There are a few issues why this didn’t work. For one, they were too ambitious in how many characters they tossed in at once. Six characters is a lot to all of a sudden have lore and story behind, now needing to write story tailored to them. That just didn’t work out. As you can see, they all at least play a role in a few quests but it took years to get all of them to a place where they weren’t just tied to their one quest line. Secondly, fully-voiced quests got canned. If voices had remained as a critical element in making Runescape quests after 2012, maybe these heroes could have been better fleshed out. Instead, those that were initially supposed to bring a new sense of life to the game just became strange relics of a bygone era. Not only that, but only their initial quests are voiced. The rest of their content is silent as the rest of the game. If you’re looking for these characters to truly be iconic, their content has to remain consistent to help immerse the player. I just don’t feel that for these characters, which brings me to my third reason.
They had to be shoehorned into the game. Apropos of nothing, we now have six new characters that have no real history in the game prior to their appearance in quests and we are told to love these characters and actually be interested in them.

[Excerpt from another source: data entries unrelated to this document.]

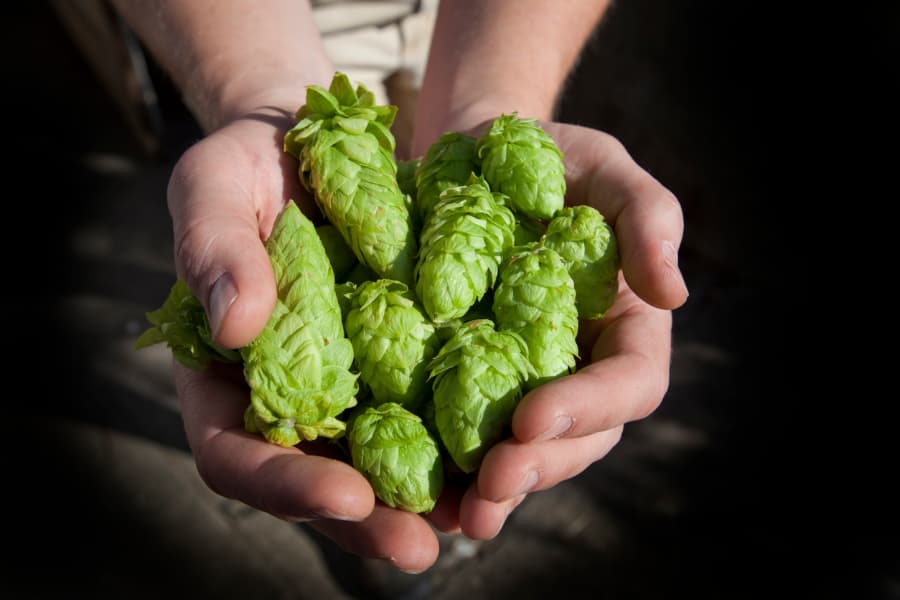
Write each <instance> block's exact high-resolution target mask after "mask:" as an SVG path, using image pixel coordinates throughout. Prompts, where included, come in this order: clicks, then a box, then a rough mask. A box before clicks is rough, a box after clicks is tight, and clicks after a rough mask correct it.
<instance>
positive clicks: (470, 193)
mask: <svg viewBox="0 0 900 600" xmlns="http://www.w3.org/2000/svg"><path fill="white" fill-rule="evenodd" d="M514 227H515V218H514V217H513V214H512V212H511V211H510V210H509V209H508V208H506V207H505V206H503V205H502V204H500V203H498V202H497V200H495V197H494V195H493V194H491V191H490V189H489V188H488V187H487V184H486V183H485V182H484V181H483V180H479V179H477V178H475V177H474V176H473V178H472V179H470V184H469V185H466V186H460V187H455V188H450V189H448V190H445V191H444V192H443V193H442V194H441V199H440V201H439V202H438V204H437V205H435V207H434V210H433V211H432V213H431V214H430V215H429V217H428V220H427V221H426V222H425V226H424V227H423V229H422V235H421V240H420V242H421V249H420V253H419V260H418V263H417V264H416V294H417V295H418V297H419V299H420V300H421V301H422V304H423V305H424V306H425V311H426V312H427V313H428V315H429V316H430V317H431V318H432V319H433V320H434V321H435V322H436V323H441V322H443V321H447V320H450V319H455V318H459V317H462V316H463V315H465V314H466V311H468V310H469V308H470V307H471V306H472V305H474V304H475V303H476V302H477V301H478V300H479V299H480V298H481V297H482V296H483V295H484V293H485V292H486V291H487V290H489V289H490V288H491V287H492V286H493V285H494V279H495V278H496V276H497V270H498V268H499V264H500V260H501V259H502V256H503V253H504V252H505V251H506V250H507V249H508V248H510V247H511V246H512V241H513V229H514Z"/></svg>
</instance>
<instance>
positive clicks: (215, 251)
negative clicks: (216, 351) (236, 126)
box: [168, 136, 275, 348]
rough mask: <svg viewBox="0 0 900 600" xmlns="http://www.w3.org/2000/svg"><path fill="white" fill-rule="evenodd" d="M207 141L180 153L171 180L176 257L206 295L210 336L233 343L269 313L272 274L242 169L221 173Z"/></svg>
mask: <svg viewBox="0 0 900 600" xmlns="http://www.w3.org/2000/svg"><path fill="white" fill-rule="evenodd" d="M219 137H220V138H221V137H222V136H219ZM215 142H216V143H219V144H221V143H222V141H221V139H219V140H215ZM211 143H212V142H211V141H210V138H207V140H204V141H203V142H200V143H199V144H197V145H196V146H194V147H193V148H191V149H190V150H189V151H188V152H187V153H185V155H184V156H183V157H182V158H181V159H180V160H179V162H178V164H177V165H176V167H175V169H174V170H173V174H172V178H171V180H170V183H169V188H168V200H169V211H170V213H171V215H172V223H173V226H174V235H175V261H176V267H177V271H178V274H179V276H180V277H182V278H184V279H185V281H187V284H188V286H189V287H190V288H191V290H193V292H194V294H195V295H196V296H197V297H198V298H199V299H200V301H201V302H203V304H204V307H205V308H206V313H207V315H208V316H209V321H210V328H211V330H212V333H213V337H214V339H215V340H216V341H217V342H218V343H219V344H221V345H223V346H225V347H228V348H237V347H240V346H244V345H246V344H248V343H250V342H251V341H252V340H253V339H254V338H255V337H256V336H257V335H258V334H259V332H260V331H262V329H263V327H264V326H265V324H266V321H267V320H268V318H269V315H270V314H271V313H272V309H273V308H274V306H275V283H274V275H273V274H272V266H271V263H270V262H269V258H268V255H267V254H266V250H265V246H264V244H263V242H262V240H261V239H260V216H259V212H260V208H259V207H258V206H257V205H256V203H255V201H254V198H253V192H252V191H251V190H247V189H246V185H247V181H246V180H247V177H246V176H241V174H239V173H234V172H231V173H229V172H225V173H223V172H222V171H223V169H222V165H221V164H219V163H220V160H221V157H222V155H221V153H212V152H209V151H208V148H209V145H210V144H211ZM226 143H227V142H226ZM216 173H221V174H222V176H221V177H218V178H217V177H215V176H213V175H211V174H216ZM250 180H252V176H251V177H250ZM268 212H273V211H271V210H270V211H268Z"/></svg>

It just doesn’t work that way in all reality. The excuse for pushing these characters into the game was also to help in creating new storytelling opportunities, but I just can’t see why inorganically implanting characters into a long-standing game would really create anything of real interest. Runescape had already achieved massive heights in lore/quests by utilizing existing NPCs. The NPCs in While Guthix Sleeps had a history. They had a reason to be on that journey with the character. And when some died, their deeper connection to the game fostered the emotional reaction of many. You can’t do that with the signature heroes because the connections haven’t had time to grow and form. And last but probably most importantly, these characters were never needed in the first place. The character is the real hero and doesn’t need any others trying to cramp his/her style. Why would a game built on a sense of self-discovery, uniqueness of the character, and self-reliance feel that 10 years into its existence its players now needed some other non-player players to show you what being a player is all about?! That job is up to the character. Maybe I’m reading too far into this and others actually like the signature heroes. If that’s you, please tell me, do these characters even come close to standing up to the Wise Old Man, Sir Tiffy Cashien, Hans, Hazelmere, or Zanik? I’ve come to the conclusion that the Signature Heroes were an effort with good intentions that just fell flat and never could have worked. They wind up feeling lazy and never truly match up to the NPCs that paid their dues by standing around with nothing to do for years on end before being used in a quest.
Regardless of my cynicism, don’t let this scare you away from the quests involving these heroes. For the most part, they’re actually enjoyable quests. So regardless of what you feel for these NPCs, keep on questing, ladies and gentlemen.